MAHKEMESİ :İcra Hukuk Mahkemesi
Yukarıda tarih ve numarası yazılı mahkeme kararının müddeti içinde temyizen tetkiki borçlu tarafından istenmesi üzerine bu işle ilgili dosya mahallinden daireye gönderilmiş olup, dava dosyası için Tetkik Hakimi ... tarafından düzenlenen rapor dinlendikten ve dosya içerisindeki tüm belgeler okunup incelendikten sonra işin gereği görüşülüp düşünüldü : Sair temyiz itirazları yerinde değil ise de; 6100 sayılı HMK"nun 166. maddesine göre ayrı ayrı açılmış davaların aralarında bağlantı bulunmaları halinde birleştirilerek bakılabilmeleri mümkündür. Ancak, birleştirme kararı, taraflar arasındaki uyuşmazlığı esastan çözümleyen bir karar değildir.
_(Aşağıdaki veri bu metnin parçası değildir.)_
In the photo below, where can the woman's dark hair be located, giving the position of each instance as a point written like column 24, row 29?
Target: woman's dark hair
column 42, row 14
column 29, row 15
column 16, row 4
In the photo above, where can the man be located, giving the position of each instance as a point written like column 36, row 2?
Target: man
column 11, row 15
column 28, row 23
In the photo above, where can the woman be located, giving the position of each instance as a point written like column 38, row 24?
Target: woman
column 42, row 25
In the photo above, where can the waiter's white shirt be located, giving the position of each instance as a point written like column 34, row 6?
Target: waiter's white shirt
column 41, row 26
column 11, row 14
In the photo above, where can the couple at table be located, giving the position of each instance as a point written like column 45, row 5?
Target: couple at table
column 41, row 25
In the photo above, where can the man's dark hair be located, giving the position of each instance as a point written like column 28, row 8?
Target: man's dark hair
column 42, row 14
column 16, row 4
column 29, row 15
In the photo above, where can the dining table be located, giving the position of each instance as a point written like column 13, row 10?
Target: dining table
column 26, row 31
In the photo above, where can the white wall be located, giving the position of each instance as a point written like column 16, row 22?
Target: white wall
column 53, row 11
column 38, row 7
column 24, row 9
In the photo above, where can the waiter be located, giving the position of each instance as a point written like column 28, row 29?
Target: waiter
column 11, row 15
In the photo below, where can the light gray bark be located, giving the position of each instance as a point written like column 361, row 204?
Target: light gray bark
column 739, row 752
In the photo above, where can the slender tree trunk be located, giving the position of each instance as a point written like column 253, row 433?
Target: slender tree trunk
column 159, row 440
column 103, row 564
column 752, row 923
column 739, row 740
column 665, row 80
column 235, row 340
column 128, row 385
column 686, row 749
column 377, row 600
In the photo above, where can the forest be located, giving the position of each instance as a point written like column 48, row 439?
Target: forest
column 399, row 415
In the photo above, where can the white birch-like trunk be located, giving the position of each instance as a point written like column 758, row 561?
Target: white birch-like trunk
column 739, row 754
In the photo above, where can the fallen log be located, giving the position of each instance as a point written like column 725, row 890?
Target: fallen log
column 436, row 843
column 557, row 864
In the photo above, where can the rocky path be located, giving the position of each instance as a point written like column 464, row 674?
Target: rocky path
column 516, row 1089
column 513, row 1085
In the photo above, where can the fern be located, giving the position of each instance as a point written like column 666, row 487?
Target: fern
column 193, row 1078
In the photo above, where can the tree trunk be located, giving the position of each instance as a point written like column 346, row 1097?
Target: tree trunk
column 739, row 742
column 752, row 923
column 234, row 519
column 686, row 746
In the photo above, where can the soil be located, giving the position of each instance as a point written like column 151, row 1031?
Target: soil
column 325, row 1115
Bu karar, sadece birleştirilen davaların yargılama safhalarının müşterek cereyan etmesi sonucunu doğurup, her dava, ayrı ayrı hükme bağlanmalıdır. Davaların birbirlerinin içerisinde erimesi, tek bir davaya dönüşmesi gibi bir durum söz konusu değildir. Başka bir anlatımla, birleştirmeye konu davalar bağımsız kimliklerini korurlar. Somut uyuşmazlıkta; şikayetçi borçlunun, birleşen dosyada (... 4.İcra Hukuk Mahkemesi"nin 2015/306 E), Kayseri 2. İcra Müdürlüğü"nün 2015/8815 E. sayılı takip dosyası yönünden de imza itirazında bulunduğu, mahkemece bu icra dosyasının dosya arasına alınmadığı, bu konuda olumlu-olumsuz bir karar verilmeden, asıl ve birleşen dosyalar hakkında ayrı ayrı hüküm kurulmaksızın yalnızca asıl dava yönünden inceleme yapılarak sonuca gidildiği görülmektedir. Her ne kadar mahkemece aldırılan bilirkişi raporunda her iki takip dosyasına konu senetler hakkında da inceleme yapıldığı anlaşılmış ise de birleşen dosya yönünden infazda tereddüte yol açacak şekilde ayrıca hüküm tesis edilmemesi doğru görülmemiştir. Mahkemece, yukarıda açıklanan ilkeler göz önünde bulundurularak HMK 297/2. maddesi uyarınca her bir talep hakkında ayrı ayrı hüküm tesisi gerekir iken yazılı şekilde sadece asıl dosya yönünden hüküm tesisi isabetsizdir. Ayrıca asıl dosya ve birleşen dosyaların karar başlığında ayrı ayrı gösterilerek hüküm kurulmaması da şekli ve usuli bir eksiklik olup bozmayı gerektirmiştir. SONUÇ : Borçlunun temyiz itirazlarının kısmen kabulü ile mahkeme kararının yukarıda yazılı nedenlerle İİK"nun 366. ve HUMK’nun 428. maddeleri uyarınca (BOZULMASINA), peşin alınan harcın istek halinde iadesine, ilamın tebliğinden itibaren 10 gün içinde karar düzeltme yolu açık olmak üzere, 06/12/2016 gününde oybirliğiyle karar verildi.